In 1954 Dubuffet was still living in Paris; however, his wife Lili was recovering from an illness in a sanatorium in Clermont-Ferrand, and as such the artist decided to set up a studio in the countryside in an effort to be closer to her. The time spent away from the urban frenzy of the city had a deep impact on Dubuffet’s work. As he recalled: “I became preoccupied with country subjects – fields, grassy pastures, cattle, carts, and the work of the fields” (Jean Dubuffet, ‘Vaches, Herbe, Frondaisons’: Peter Selz, The Work of Jean Dubuffet, New York 1962, pp. 96-103). It is thus not surprising that the catalogue raisonné which illustrates Chevalier de Nuit also features the artist’s revered series of Vaches, of which examples are held in prestigious permanent collections such as the Museum of Modern Art in New York, and the National Museum of Japan. Similar to the Vaches as well as his earlier series of Corps de Dames, the picture plane of the present work is flattened to the extent that the figure is fused against its background. In its close parallel with the earlier Corps de Dames, this work also possesses the same experimental use of painterly media to create the fluid organic patternation present within the corporeal boundaries of the figure. For the present work and its greater series of 30 or so paintings, Dubuffet combined enamel and oil paint; two incompatible mediums: “I combined these enamel paints with ordinary oil paint and, as they displayed a lively incompatibility, the result was a whole set of digitate spots and convolutions which I was careful to provoke and turn to account.
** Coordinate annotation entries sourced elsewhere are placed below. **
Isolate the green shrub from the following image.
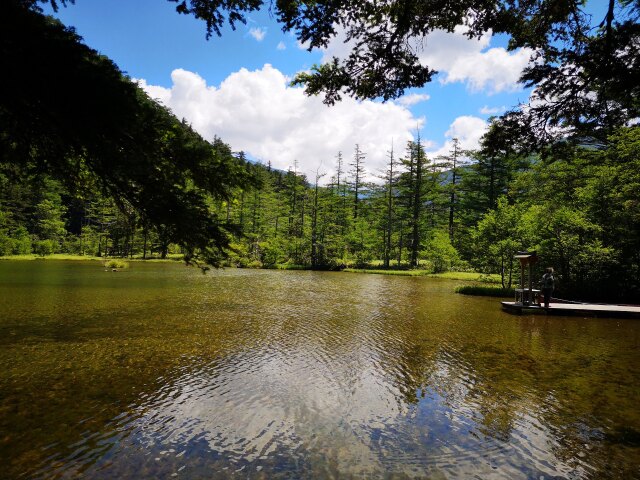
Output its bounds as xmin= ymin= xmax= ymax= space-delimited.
xmin=104 ymin=258 xmax=129 ymax=268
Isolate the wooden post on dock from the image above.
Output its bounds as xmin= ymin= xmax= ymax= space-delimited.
xmin=515 ymin=251 xmax=538 ymax=305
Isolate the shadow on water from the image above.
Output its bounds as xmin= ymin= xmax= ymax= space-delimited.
xmin=0 ymin=262 xmax=640 ymax=478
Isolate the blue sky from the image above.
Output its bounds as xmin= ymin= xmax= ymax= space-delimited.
xmin=45 ymin=0 xmax=530 ymax=179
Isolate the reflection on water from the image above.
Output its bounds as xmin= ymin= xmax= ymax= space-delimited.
xmin=0 ymin=262 xmax=640 ymax=479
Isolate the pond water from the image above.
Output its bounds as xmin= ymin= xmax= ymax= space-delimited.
xmin=0 ymin=261 xmax=640 ymax=479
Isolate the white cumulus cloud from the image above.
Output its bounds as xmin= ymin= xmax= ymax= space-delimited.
xmin=396 ymin=93 xmax=431 ymax=107
xmin=429 ymin=115 xmax=489 ymax=157
xmin=139 ymin=64 xmax=423 ymax=182
xmin=249 ymin=27 xmax=267 ymax=42
xmin=480 ymin=105 xmax=507 ymax=115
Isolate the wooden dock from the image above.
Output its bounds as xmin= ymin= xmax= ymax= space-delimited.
xmin=501 ymin=302 xmax=640 ymax=318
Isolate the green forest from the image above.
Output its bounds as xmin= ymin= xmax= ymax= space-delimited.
xmin=0 ymin=127 xmax=640 ymax=300
xmin=0 ymin=0 xmax=640 ymax=302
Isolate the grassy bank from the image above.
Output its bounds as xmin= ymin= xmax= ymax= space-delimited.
xmin=343 ymin=268 xmax=500 ymax=284
xmin=0 ymin=253 xmax=183 ymax=262
xmin=456 ymin=285 xmax=515 ymax=297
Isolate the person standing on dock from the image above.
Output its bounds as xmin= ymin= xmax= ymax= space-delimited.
xmin=540 ymin=267 xmax=556 ymax=308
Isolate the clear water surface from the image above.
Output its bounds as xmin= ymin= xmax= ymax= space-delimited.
xmin=0 ymin=261 xmax=640 ymax=479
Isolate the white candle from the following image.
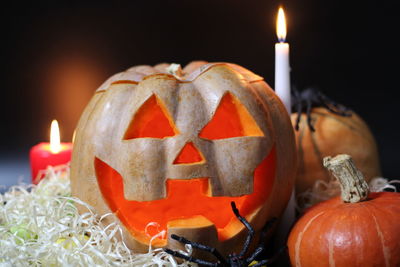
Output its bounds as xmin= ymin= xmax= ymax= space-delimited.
xmin=275 ymin=7 xmax=291 ymax=114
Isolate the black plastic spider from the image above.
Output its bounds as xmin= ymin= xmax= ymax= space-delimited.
xmin=292 ymin=88 xmax=351 ymax=132
xmin=164 ymin=202 xmax=286 ymax=267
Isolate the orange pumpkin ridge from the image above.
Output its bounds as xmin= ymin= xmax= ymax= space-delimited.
xmin=70 ymin=62 xmax=296 ymax=257
xmin=287 ymin=155 xmax=400 ymax=267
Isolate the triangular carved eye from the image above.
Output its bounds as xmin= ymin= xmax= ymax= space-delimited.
xmin=199 ymin=93 xmax=264 ymax=140
xmin=123 ymin=94 xmax=178 ymax=140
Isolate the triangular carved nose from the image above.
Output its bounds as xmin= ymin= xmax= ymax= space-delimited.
xmin=174 ymin=142 xmax=204 ymax=164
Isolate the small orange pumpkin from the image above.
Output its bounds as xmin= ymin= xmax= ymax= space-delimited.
xmin=71 ymin=62 xmax=296 ymax=254
xmin=288 ymin=155 xmax=400 ymax=267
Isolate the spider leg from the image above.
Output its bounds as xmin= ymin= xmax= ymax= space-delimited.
xmin=318 ymin=92 xmax=351 ymax=117
xmin=247 ymin=246 xmax=287 ymax=267
xmin=171 ymin=234 xmax=228 ymax=265
xmin=231 ymin=201 xmax=254 ymax=258
xmin=307 ymin=98 xmax=315 ymax=132
xmin=246 ymin=217 xmax=278 ymax=264
xmin=164 ymin=248 xmax=220 ymax=267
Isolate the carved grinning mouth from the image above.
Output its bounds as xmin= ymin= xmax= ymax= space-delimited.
xmin=94 ymin=147 xmax=276 ymax=245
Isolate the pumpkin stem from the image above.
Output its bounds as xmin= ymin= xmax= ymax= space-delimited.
xmin=324 ymin=154 xmax=369 ymax=203
xmin=167 ymin=63 xmax=184 ymax=78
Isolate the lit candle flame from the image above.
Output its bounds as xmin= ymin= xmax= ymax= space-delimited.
xmin=276 ymin=7 xmax=286 ymax=43
xmin=50 ymin=120 xmax=61 ymax=153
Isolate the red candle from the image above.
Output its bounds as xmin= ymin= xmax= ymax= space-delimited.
xmin=30 ymin=120 xmax=72 ymax=184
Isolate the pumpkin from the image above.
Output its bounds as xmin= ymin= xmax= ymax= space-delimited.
xmin=71 ymin=62 xmax=296 ymax=254
xmin=291 ymin=107 xmax=381 ymax=206
xmin=288 ymin=155 xmax=400 ymax=267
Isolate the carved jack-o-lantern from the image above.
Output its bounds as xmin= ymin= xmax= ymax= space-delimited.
xmin=71 ymin=62 xmax=296 ymax=258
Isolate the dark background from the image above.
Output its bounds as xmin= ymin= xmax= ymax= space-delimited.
xmin=0 ymin=0 xmax=400 ymax=266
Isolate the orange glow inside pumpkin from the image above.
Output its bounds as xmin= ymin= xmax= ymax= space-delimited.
xmin=94 ymin=90 xmax=276 ymax=245
xmin=123 ymin=95 xmax=178 ymax=140
xmin=199 ymin=93 xmax=264 ymax=140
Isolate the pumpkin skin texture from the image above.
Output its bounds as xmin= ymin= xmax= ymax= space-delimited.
xmin=291 ymin=108 xmax=381 ymax=201
xmin=71 ymin=62 xmax=296 ymax=254
xmin=288 ymin=192 xmax=400 ymax=267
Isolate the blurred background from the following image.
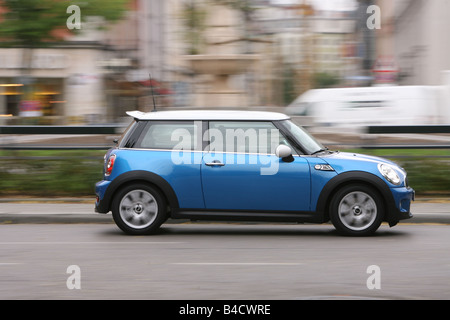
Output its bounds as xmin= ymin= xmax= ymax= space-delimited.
xmin=0 ymin=0 xmax=450 ymax=196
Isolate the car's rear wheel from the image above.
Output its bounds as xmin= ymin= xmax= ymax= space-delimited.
xmin=112 ymin=184 xmax=167 ymax=235
xmin=330 ymin=184 xmax=384 ymax=236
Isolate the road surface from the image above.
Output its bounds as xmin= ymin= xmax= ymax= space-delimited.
xmin=0 ymin=223 xmax=450 ymax=300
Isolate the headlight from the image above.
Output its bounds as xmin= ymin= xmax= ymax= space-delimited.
xmin=378 ymin=163 xmax=402 ymax=186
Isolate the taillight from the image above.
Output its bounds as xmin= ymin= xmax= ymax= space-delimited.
xmin=105 ymin=154 xmax=116 ymax=176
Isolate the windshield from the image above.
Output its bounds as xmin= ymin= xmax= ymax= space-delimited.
xmin=281 ymin=120 xmax=326 ymax=154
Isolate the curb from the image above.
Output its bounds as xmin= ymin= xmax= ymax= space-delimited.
xmin=0 ymin=198 xmax=450 ymax=225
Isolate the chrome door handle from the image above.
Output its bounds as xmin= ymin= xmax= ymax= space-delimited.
xmin=205 ymin=160 xmax=225 ymax=167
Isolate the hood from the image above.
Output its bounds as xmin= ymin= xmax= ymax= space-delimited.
xmin=320 ymin=152 xmax=400 ymax=173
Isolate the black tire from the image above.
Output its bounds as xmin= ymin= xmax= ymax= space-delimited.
xmin=330 ymin=184 xmax=385 ymax=236
xmin=111 ymin=184 xmax=167 ymax=235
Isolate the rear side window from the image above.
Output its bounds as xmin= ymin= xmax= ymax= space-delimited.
xmin=133 ymin=121 xmax=201 ymax=150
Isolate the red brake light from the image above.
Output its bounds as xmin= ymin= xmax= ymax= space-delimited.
xmin=105 ymin=154 xmax=116 ymax=176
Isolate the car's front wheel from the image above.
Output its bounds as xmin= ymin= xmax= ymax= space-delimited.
xmin=111 ymin=184 xmax=167 ymax=235
xmin=330 ymin=184 xmax=384 ymax=236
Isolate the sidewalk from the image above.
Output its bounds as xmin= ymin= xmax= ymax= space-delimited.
xmin=0 ymin=198 xmax=450 ymax=224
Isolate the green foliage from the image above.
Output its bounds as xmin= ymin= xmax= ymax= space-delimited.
xmin=0 ymin=0 xmax=128 ymax=48
xmin=181 ymin=3 xmax=207 ymax=54
xmin=0 ymin=151 xmax=105 ymax=197
xmin=313 ymin=72 xmax=339 ymax=88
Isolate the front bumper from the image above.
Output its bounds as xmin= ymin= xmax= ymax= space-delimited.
xmin=389 ymin=187 xmax=415 ymax=225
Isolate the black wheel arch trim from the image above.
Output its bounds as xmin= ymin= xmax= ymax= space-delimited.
xmin=316 ymin=171 xmax=399 ymax=224
xmin=97 ymin=170 xmax=179 ymax=213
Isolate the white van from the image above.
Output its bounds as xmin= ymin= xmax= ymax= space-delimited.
xmin=285 ymin=86 xmax=441 ymax=127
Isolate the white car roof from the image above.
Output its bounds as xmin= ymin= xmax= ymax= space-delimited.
xmin=127 ymin=110 xmax=290 ymax=121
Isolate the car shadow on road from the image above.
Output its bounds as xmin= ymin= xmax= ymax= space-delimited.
xmin=101 ymin=222 xmax=410 ymax=238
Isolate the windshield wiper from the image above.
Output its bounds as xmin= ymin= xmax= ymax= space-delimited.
xmin=311 ymin=148 xmax=329 ymax=156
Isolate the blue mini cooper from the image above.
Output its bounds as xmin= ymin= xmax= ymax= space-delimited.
xmin=95 ymin=111 xmax=414 ymax=236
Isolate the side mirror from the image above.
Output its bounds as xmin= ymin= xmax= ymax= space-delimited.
xmin=275 ymin=144 xmax=294 ymax=162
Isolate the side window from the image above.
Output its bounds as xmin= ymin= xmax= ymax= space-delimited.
xmin=134 ymin=121 xmax=201 ymax=150
xmin=208 ymin=121 xmax=290 ymax=154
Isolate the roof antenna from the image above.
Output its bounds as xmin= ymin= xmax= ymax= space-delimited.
xmin=149 ymin=73 xmax=157 ymax=112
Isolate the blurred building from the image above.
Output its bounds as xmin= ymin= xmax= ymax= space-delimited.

In this way all the subjects – sometimes landscapes sometimes figures – become intricately ornamented… The result, a whole succession of marbling (small internal branching and intricately embellished surfaces) which succeeds in transporting the subject of the painting… to a world ruled by entirely different reasons, making them appear in an unaccustomed light. In this way, by the revelation of our familiar objects suddenly transformed and strange, is evoked, even quite startlingly sometimes (at least for me), these strange bewildering worlds that exercise a kind of fascination” (Jean Dubuffet quoted in: Exh. Cat., New York, Museum of Modern Art (and travelling), The Work of Jean Dubuffet, 1962, pp. 92-96).

Echoing the organic appearance of erosion or bodily capillaries, Chevalier de Nuit succeeds in presenting anew the human form; here the elemental organic substance that unites man and nature is revealed in all its mutuality. Indeed, it was during 1954 that Dubuffet began incorporating butterfly wings into his works as a means of further extending a re-articulation of the human form in art. Utterly enchanting for its striking colour, phantasmagorical ornamentation, and intuitive simplicity of form, Chevalier de Nuit achieves a perfect symbiosis of organic splendour and raw expression.